En eso consiste la plenitud de la vida que comienza en esta parte de la historia. Y la plenitud no es nunca individual. Por definición ella es abierta, difusiva e inclusiva.
En cuanto a la falta de confianza en las instituciones y en sus representantes, sabemos que no solo tiene su origen en nuestros propios yerros, de los cuales debemos pedir perdón y enmendarnos. También es fruto de la mentalidad anti-sistémica, del individualismo reinante, como de grupos que desconocen el valor de las instituciones y que farandulizan la política y los liderazgos para complacer a una sociedad del espectáculo. ¡Es hora de recuperar la dignidad de la política y de volver a practicar la amistad cívica! Esa ha sido la característica más preciada de los mejores momentos de nuestra historia. Por eso, ¡cuidemos el lenguaje y desterremos la descalificación y el insulto! ¡Es hora de recuperar la amistad cívica!
Tiempo es, entonces, para reconstruir las confianzas fraternas, familiares, vecinales; las confianzas políticas, religiosas, económicas y sociales. Y en este desafío debemos enrolarnos todos y todas, especialmente, quienes creemos que la persona humana y la sociedad no pueden desarrollarse sin confianza, con las puertas del hogar y del corazón cerradas a los demás.
4. Conclusión
Autoridades presentes, amigas y amigos:
El Papa Juan Pablo II, en su memorable visita a Chile, hizo una gran afirmación: “¡Chile tiene vocación de entendimiento, no de enfrentamiento!”. Es hora nuevamente de vivir esa vocación y de honrar ese llamado. Y eso depende absolutamente de nosotros.

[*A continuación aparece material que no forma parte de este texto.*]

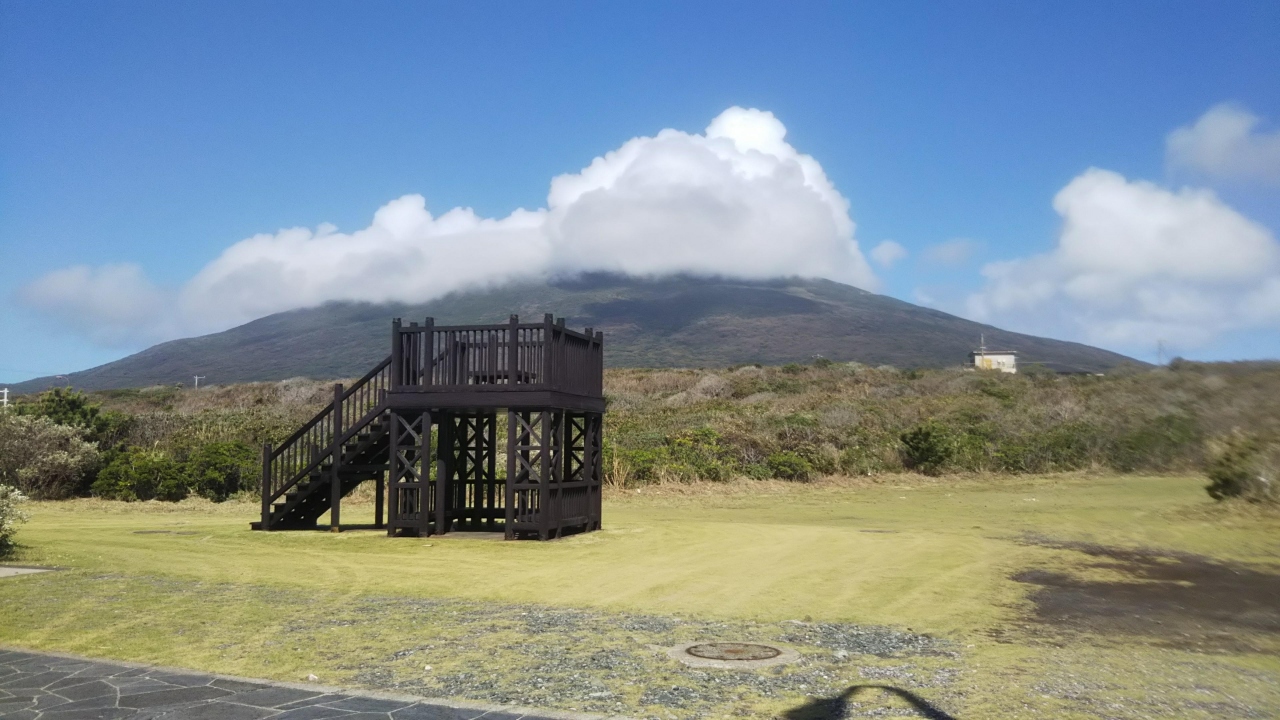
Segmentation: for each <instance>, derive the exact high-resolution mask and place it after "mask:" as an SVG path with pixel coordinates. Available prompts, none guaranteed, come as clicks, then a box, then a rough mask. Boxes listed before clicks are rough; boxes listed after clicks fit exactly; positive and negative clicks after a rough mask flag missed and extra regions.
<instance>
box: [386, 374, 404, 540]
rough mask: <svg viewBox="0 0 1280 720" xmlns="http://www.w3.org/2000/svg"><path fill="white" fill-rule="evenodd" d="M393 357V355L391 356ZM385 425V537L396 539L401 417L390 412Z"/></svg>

Para asumir, con renovada energía, este gran desafío invoco, con especial confianza, a la Santísima Virgen del Carmen, madre y patrona de Chile.
Amén.
+ Cardenal Ricardo Ezzati Andrello, sdb
Arzobispo de Santiago
Notas
1 Deut 4, 32.40.
2 Carta Encíclica “Laudato Si´”, Roma, Pentecostés 2015.
3 Ver Laudato Si´, capítulo II, “El evangelio de la creación”.
4 Laudato Si´, 66.
5 Rom 5,5
6 Lc 10, 29
7 Cf “Laudato Si”, Cap. I, apartado V.